Tak heran, salah satu fokus kerja Pemerintah pada Kabinet Indonesia Maju 2019-2024 yaitu melakukan percepatan pembangunan infrastruktur untuk mewujudkan konektivitas yang menyambungkan daerah-daerah yang memiliki potensi pariwisata, khususnya di 5 (lima) destinasi pariwisata super prioritas. Pembangunan infrastruktur seperti jalan tol, kereta api, pelabuhan, dan bandara dengan kawasan-kawasan produksi rakyat tak lepas menjadi fokus untuk terus digencarkan, termasuk mengintegrasikan kawasan industri kecil dengan kawasan ekonomi khusus,dan kawasan pariwisata.

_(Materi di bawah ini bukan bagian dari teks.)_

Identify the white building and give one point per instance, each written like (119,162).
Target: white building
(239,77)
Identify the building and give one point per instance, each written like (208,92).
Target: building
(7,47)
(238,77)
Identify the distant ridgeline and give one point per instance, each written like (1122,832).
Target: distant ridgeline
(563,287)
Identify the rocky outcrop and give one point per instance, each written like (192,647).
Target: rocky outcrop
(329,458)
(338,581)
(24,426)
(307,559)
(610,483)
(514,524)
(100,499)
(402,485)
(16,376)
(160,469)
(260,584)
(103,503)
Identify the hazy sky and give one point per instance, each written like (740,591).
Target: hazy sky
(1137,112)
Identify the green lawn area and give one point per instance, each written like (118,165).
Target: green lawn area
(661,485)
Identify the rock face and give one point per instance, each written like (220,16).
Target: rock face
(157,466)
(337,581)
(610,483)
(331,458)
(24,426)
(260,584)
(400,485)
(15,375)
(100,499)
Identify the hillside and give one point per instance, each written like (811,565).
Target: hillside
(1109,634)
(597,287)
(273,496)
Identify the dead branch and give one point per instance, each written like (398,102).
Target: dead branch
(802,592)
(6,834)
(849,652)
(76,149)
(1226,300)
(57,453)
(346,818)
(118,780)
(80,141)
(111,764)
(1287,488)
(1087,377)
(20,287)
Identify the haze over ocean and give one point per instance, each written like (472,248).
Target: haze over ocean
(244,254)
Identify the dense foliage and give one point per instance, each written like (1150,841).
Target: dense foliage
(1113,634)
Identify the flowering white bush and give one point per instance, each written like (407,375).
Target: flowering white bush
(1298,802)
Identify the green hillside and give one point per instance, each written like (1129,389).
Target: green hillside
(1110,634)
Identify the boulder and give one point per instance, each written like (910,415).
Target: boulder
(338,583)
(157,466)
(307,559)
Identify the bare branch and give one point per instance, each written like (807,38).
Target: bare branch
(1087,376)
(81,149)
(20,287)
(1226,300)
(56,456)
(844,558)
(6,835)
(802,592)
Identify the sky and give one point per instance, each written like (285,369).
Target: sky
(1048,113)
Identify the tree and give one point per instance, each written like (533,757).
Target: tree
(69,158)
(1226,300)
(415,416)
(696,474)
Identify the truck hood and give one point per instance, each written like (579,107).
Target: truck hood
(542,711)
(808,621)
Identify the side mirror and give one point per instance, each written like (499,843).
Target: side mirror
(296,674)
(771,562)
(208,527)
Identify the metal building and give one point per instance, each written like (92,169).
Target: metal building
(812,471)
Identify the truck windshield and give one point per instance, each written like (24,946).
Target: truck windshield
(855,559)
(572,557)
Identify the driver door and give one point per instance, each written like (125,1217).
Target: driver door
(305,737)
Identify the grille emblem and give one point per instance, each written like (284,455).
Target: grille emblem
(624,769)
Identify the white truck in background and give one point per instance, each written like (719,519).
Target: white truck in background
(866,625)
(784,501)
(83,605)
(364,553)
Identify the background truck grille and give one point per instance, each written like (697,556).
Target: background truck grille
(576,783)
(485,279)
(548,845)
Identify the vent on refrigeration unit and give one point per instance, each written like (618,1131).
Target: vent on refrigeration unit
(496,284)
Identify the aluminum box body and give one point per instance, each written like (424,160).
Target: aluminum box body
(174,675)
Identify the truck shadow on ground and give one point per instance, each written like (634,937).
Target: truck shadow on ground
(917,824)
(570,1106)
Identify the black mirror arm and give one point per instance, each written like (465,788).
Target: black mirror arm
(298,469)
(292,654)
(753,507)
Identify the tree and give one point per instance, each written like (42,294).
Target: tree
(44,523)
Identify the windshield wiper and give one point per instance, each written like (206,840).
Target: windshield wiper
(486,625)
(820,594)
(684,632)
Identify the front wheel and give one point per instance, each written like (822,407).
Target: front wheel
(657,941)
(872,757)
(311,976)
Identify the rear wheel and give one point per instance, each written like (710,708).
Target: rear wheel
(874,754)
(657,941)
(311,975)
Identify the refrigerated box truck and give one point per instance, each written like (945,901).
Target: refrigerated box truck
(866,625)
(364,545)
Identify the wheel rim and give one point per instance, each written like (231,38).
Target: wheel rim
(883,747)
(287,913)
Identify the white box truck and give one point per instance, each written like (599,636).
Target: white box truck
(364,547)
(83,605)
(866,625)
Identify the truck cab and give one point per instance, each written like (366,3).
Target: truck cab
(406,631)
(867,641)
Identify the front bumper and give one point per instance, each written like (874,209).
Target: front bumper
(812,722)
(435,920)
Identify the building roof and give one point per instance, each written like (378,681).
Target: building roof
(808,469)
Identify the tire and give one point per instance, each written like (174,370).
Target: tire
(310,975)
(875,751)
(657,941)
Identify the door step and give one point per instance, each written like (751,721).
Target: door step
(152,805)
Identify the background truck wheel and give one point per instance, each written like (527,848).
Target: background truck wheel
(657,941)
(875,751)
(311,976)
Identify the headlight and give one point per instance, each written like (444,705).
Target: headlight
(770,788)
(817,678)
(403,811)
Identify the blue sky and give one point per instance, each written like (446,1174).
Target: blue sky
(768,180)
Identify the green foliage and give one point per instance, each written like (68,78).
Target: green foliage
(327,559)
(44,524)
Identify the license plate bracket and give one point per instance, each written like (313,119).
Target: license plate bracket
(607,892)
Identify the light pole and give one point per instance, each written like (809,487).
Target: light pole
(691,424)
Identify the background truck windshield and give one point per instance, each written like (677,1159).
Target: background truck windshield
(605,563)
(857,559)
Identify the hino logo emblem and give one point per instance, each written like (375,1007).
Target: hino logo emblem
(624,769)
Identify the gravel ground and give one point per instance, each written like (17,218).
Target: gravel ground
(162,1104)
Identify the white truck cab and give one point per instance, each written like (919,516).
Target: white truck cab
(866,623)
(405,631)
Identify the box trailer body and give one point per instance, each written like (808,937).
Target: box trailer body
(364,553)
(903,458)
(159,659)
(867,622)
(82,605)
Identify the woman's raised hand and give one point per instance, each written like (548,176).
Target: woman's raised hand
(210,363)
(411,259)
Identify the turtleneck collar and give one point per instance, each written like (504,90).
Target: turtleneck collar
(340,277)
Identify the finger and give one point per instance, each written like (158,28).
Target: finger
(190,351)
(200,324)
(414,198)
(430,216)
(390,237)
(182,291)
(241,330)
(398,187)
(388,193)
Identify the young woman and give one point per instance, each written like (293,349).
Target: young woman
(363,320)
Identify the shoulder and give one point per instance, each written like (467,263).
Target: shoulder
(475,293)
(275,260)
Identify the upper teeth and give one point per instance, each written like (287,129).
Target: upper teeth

Integrasi Transportasi Terpadu
Salah satu unsur strategis dalam aktivitas kepariwisataan adalah sektor transportasi. Tansportasi merupakan media wisatawan dalam membawa wisatawan dari daerah asal menuju destinasi wisata. Namun di sisi lain, kondisi geografis Indonesia sebagai negara kepulauan dan gugusan gunung membuat transportasi mengambil bagian penting dalam menghubungkan antar wilayah di Indonesia. Kemudahan akses bagi transportasi yang secara langsung akan turut mendorong penambahan pembukaan penginapan, tur wisata, dan pedagang usaha mikro kecil menengah (UMKM).
Aktivitas kepariwisataan banyak bergantung pada transportasi dan komunikasi. Faktor jarak dan waktu sangat mempengaruhi keinginan orang untuk melakukan perjalanan wisata. Aksesibilitas pun menjadi fungsi utama dasar angkutan pariwisata. Keberadaan berbagai pilihan transportasi tentunya akan berkontribusi terhadap tingginya jumlah wistawan yang pada akhirnya berdampak pada pertumbuhan pariwisata maju sangat pesat. Kemajuan fasilitas transportasi tentunya ikut mendorong kemajuan bidang kepariwisataan dan sebaliknya. Ekspansi dalam industri pariwisata ini dapat meningkatkan permintaan transportasi untuk memenuhi kebutuhan wisatawan. Tambunan (2009) menyebutkan bahwa pemakaian angkutan untuk keperluan wisata jarang yang hanya menggunakan satu macam angkutan saja. Pemakaian angkutan hampir selalu merupakan kombinasi. Pemakaian angkutan banyak bergantung pada kondisi tempat atau daerah tujuan wisata. Oleh karena itu, integrasi transportasi terpaadu menjadi suatu keharusan dalam mendukung pariwisata.
Lebih lanjut, Tambunan (2009) menjelaskan bahwa hubungan antara pariwisata dan transportasi terutama sangat dipengaruhi oleh dua elemen yaitu kemudahan mengakses tujuan (convenient access), serta kualitas layanan transportasi yang harus memenuhi harapan pengguna seperti tingkat keamanan, kenyamanan, frekuensi, efisiensi dan keandalan. Transportasi umum akan menarik jika ada sarana dan prasarana transportasi yang lengkap dari asal ke tujuan, serta keleluasaan bagi wisatawan untuk memilih titik awal dan akhir perjalanan. Hal tersebut tentunya tetap mempertimbangkan waktu tempuh, biaya, akomodasi dan faktor lainnya.